I was investigating an OutOfMemoryException today that occurred in a production intranet system. Fortunately by leveraging smart people like
Joel Pobar the cause didn’t stay a mystery for very long (and we didn’t have to resort to the usual vadump and ADPlus route), and luckily the fix was as simple as changing a single Boolean parameter from true to false on one framework method call. We had a good repro in one of our test environments, but because of the vagaries of the build and deployment process it looked like it was going to be a bigger-than-expected deal to patch and re-deploy to verify the fix in the test environment. “But it’s just ONE assembly” I protested “surely we could just ILDASM , modify and then ILASM it”. So that is just what I did. It took a little longer than expected because I was a little disconcerted by the fact that the ILASM’d assembly was a few KB different in size to the original one. After reading
this post by Kenny Kerr I felt relieved, and was ready to deploy my patched dll for testing, which went off smoothly.

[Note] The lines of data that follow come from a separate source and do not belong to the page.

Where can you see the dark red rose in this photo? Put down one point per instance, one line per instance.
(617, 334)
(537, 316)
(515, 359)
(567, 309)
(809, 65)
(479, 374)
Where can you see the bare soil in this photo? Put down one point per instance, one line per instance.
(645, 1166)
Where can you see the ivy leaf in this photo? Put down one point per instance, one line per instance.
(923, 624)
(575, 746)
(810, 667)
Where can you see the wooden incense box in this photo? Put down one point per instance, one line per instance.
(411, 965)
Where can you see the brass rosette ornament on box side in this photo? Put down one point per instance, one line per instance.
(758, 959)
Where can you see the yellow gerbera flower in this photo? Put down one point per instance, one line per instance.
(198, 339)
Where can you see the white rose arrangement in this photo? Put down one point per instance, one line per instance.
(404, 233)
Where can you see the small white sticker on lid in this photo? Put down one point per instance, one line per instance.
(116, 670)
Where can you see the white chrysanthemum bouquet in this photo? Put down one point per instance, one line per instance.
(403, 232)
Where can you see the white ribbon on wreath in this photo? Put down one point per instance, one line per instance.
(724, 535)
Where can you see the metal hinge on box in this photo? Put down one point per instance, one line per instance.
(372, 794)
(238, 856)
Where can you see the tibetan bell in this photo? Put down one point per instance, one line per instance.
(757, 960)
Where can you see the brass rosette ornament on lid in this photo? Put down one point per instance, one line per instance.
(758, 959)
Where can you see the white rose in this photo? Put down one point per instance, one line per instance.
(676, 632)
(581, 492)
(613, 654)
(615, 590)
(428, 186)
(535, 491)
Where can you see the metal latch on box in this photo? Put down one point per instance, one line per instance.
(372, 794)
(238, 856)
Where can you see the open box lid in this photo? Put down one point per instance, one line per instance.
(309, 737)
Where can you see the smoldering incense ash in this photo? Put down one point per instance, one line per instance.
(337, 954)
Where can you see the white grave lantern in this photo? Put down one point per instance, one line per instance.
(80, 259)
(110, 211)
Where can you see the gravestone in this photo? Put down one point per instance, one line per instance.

Next came discussions of production – we didn’t have a scheduled outage where a properly build and patched version could be deployed for a few days. Joel, possibly mildly impressed with my ILASM bravado cooked up this
proof-of-concept “zero downtime” approach involving WinDBG and modifying the JIT’d x86 code on-the-fly to show me how a
REAL programmer does it. Yup - attach WinDBG, trace through a few memory addresses, modify one memory location and you're good to go. Just to be clear, we never actually DID this (the WinDBG stuff), not even in testing, but I think Joel has shown us the way forward next time one of our managers asks how much downtime is required to patch a system. Thank goodness for clusters and NLB, otherwise we all might have to actually know how to do this.